SVP nominiert Rickli und Hübscher und fasst Parolen für die September-Abstimmungen
Die über 160 Delegierten haben an der heutigen Delegiertenversammlung im Hotel Spirgarten in Zürich die Parolen für die eidgenössischen und kantonalen Abstimmungen vom 27. September 2026 gefasst. Gleichzeitig nominierten sie Regierungsrätin Natalie Rickli sowie Nationalrat Martin Hübscher für die Regierungsratswahlen vom 4. April 2027.

Nominiert für 2027: Natalie Rickli und Martin Hübscher – kompetent, verlässlich und bürgerlich. Bild: SVP Kanton Zürich
Nach einem Grusswort von Ueli Bamert, Kantonsrat und Co-Präsident der SVP Stadt Zürich, eröffnete Parteipräsident und Kantonsrat Domenik Ledergerber die Versammlung mit einer politischen Standortbestimmung. Er unterstrich den Aufwind der Partei mit den über 250 Neumitgliedern seit der vergangenen Abstimmung vom 14. Juni. Der starke Mitgliederzuwachs zeige, dass die SVP mit ihren Positionen den Nerv der Bevölkerung treffe und als bürgerliche Kraft weiter an Rückhalt gewinne.

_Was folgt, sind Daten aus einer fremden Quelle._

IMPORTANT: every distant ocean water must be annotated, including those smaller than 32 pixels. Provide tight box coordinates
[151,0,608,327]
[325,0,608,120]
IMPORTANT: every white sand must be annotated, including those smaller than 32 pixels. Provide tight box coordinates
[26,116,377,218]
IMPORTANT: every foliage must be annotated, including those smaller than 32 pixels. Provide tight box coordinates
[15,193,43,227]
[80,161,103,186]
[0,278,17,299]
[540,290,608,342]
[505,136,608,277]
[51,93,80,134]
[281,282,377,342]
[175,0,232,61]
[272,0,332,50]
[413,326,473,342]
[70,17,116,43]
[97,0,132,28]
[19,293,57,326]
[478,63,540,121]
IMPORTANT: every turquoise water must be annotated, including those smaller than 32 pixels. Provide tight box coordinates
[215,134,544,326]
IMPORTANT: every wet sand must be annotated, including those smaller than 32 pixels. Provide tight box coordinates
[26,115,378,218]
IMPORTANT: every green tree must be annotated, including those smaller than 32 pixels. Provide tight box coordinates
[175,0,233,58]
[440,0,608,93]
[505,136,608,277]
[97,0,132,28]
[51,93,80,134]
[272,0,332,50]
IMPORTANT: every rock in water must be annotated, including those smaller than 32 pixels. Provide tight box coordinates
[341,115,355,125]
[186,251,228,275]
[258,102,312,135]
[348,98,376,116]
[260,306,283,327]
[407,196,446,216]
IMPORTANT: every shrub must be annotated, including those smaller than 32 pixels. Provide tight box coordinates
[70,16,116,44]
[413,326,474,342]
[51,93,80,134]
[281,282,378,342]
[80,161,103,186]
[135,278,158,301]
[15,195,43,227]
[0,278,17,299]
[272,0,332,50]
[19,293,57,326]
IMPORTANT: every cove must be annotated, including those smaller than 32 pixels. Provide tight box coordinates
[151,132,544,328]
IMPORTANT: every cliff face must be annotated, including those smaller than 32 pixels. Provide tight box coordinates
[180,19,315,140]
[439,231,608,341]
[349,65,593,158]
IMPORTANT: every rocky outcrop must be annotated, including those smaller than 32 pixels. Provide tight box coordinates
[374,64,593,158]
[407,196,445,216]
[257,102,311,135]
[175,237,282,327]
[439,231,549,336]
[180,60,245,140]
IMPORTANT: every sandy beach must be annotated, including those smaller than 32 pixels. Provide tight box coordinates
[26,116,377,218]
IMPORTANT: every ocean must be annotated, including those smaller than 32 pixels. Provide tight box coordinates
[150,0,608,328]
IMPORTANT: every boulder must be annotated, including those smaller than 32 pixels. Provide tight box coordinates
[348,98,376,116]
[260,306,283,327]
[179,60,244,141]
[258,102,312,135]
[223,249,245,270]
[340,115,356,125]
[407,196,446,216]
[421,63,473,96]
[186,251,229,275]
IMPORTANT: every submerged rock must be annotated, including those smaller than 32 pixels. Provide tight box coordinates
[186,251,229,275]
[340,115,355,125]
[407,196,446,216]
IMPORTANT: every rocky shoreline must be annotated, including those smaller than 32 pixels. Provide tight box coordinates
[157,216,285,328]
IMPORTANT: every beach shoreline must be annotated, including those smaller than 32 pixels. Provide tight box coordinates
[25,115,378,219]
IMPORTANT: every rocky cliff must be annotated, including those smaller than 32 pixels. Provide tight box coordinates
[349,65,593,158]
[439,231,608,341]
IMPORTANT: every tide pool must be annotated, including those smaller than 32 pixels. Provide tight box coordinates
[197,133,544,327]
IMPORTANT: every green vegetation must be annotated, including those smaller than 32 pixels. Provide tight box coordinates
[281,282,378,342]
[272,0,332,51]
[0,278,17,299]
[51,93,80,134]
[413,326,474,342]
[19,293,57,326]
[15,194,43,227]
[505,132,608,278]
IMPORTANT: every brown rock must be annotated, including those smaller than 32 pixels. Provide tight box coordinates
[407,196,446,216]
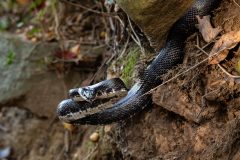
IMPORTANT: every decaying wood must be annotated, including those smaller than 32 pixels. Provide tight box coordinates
[116,0,193,49]
[209,31,240,64]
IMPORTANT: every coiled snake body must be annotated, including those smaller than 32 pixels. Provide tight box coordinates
[57,0,219,125]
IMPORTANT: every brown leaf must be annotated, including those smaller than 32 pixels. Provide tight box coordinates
[196,16,222,42]
[209,31,240,64]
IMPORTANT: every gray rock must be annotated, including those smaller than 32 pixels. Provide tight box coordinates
[0,34,88,117]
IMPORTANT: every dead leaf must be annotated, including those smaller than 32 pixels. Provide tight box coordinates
[0,147,11,159]
[209,31,240,64]
[196,16,222,43]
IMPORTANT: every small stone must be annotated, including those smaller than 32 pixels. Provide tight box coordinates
[104,125,112,133]
[89,132,100,142]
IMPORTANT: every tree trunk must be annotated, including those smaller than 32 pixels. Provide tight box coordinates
[116,0,193,49]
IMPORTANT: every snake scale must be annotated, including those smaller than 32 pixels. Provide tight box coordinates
[57,0,220,125]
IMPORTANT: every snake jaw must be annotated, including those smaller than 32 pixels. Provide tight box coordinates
[68,88,85,101]
[78,87,96,103]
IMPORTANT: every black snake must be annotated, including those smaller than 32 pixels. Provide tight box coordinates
[57,0,220,125]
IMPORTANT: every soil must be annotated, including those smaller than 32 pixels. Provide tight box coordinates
[0,0,240,160]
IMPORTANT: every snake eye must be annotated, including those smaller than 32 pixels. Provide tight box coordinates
[106,88,113,93]
[68,89,80,98]
[97,91,102,97]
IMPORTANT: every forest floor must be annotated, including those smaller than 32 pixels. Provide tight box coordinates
[0,0,240,160]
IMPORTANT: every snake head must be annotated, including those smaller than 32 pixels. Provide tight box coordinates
[78,87,96,102]
[68,88,85,101]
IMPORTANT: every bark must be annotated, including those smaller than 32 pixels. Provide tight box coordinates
[116,0,193,49]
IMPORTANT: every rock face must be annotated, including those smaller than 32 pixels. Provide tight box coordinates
[0,34,87,117]
[116,0,193,49]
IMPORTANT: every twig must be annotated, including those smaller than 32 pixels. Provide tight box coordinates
[119,35,130,58]
[63,0,114,17]
[195,45,240,79]
[140,49,229,98]
[233,0,240,8]
[0,125,8,132]
[127,15,145,54]
[83,144,98,160]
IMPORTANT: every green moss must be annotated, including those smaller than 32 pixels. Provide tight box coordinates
[121,46,141,87]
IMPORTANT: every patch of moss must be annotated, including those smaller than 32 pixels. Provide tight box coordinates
[121,46,141,87]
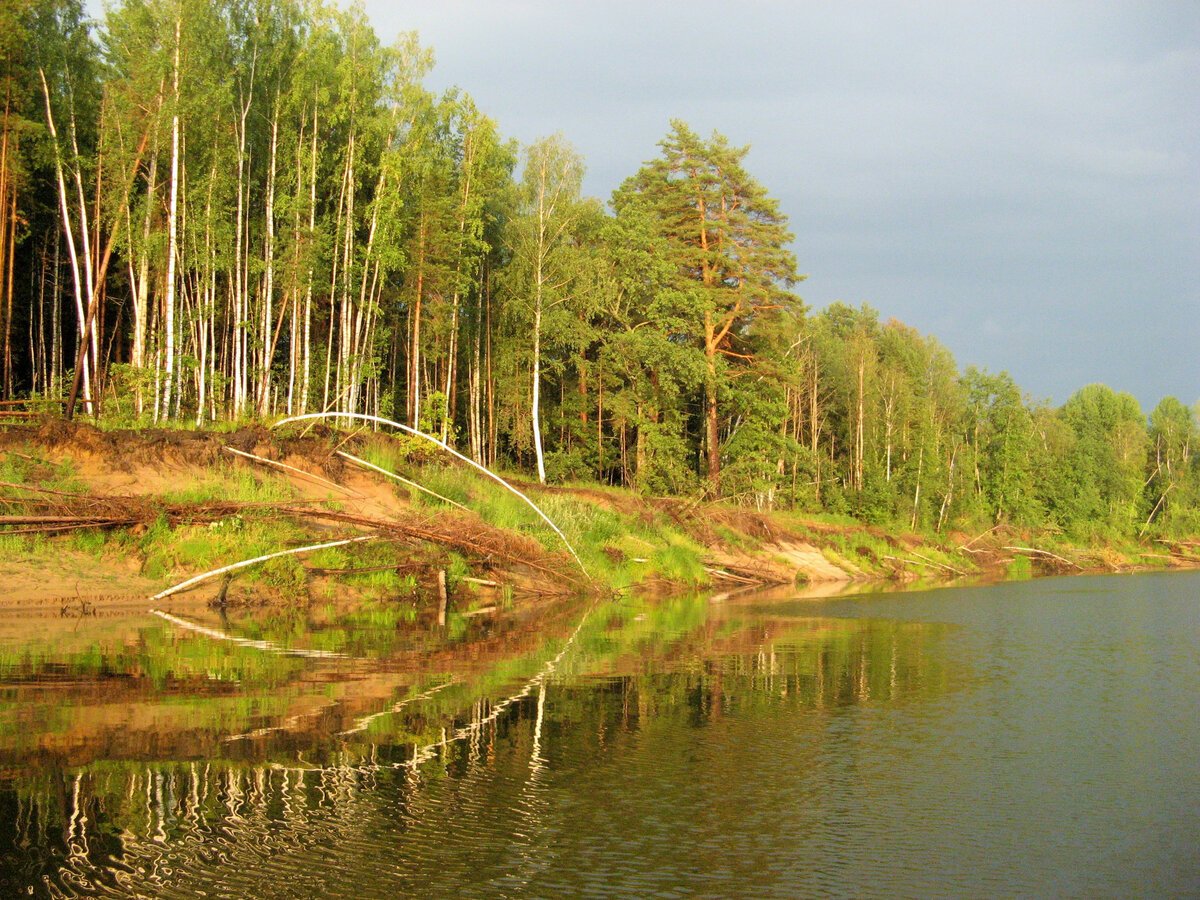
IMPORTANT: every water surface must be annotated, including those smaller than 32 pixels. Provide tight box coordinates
[0,574,1200,898]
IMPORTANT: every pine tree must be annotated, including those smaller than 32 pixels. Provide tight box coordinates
[614,120,798,494]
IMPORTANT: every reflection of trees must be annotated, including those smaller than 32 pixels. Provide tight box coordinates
[0,598,962,895]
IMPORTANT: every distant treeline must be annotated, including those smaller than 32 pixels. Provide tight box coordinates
[0,0,1200,535]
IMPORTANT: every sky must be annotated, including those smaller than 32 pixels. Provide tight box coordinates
[357,0,1200,412]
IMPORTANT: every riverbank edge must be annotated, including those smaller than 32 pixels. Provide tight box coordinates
[0,420,1200,617]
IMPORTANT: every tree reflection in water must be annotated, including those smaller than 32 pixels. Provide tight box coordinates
[0,595,962,896]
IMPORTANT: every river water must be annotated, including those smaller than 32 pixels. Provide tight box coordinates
[0,572,1200,898]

Im Anschluss an das kontradiktorische Podium zur Neutralitätsinitiative zwischen SVP-Nationalrat Mauro Tuena und SP-Nationalrätin Linda De Ventura (SH) beschlossen die Delegierten einstimmig bei einer Enthaltung die JA-Parole. NR Mauro Tuena unterstrich, dass die immerwährende, bewaffnete und umfassende Neutralität die beste Garantie für eine freie und unabhängige Schweiz sei. «Die Neutralität ist kein Relikt der Vergangenheit, sondern die beste Garantie dafür, dass die Schweiz auch in Zukunft frei, sicher und unabhängig bleibt», so Tuena.
Zur Ernährungsinitiative empfahl Nationalrat Martin Hübscher ein deutliches NEIN. Die Initiative setze auf staatliche Bevormundung statt Eigenverantwortung und gefährde Landwirtschaft, Versorgungssicherheit und Wahlfreiheit. Martin Hübscher hielt fest: «Was auf unseren Teller kommt, sollen die Menschen selbst entscheiden – nicht der Staat. Darum NEIN zum Vegan-Zwang.» Hierzu sagten die Delegierten einstimmig NEIN.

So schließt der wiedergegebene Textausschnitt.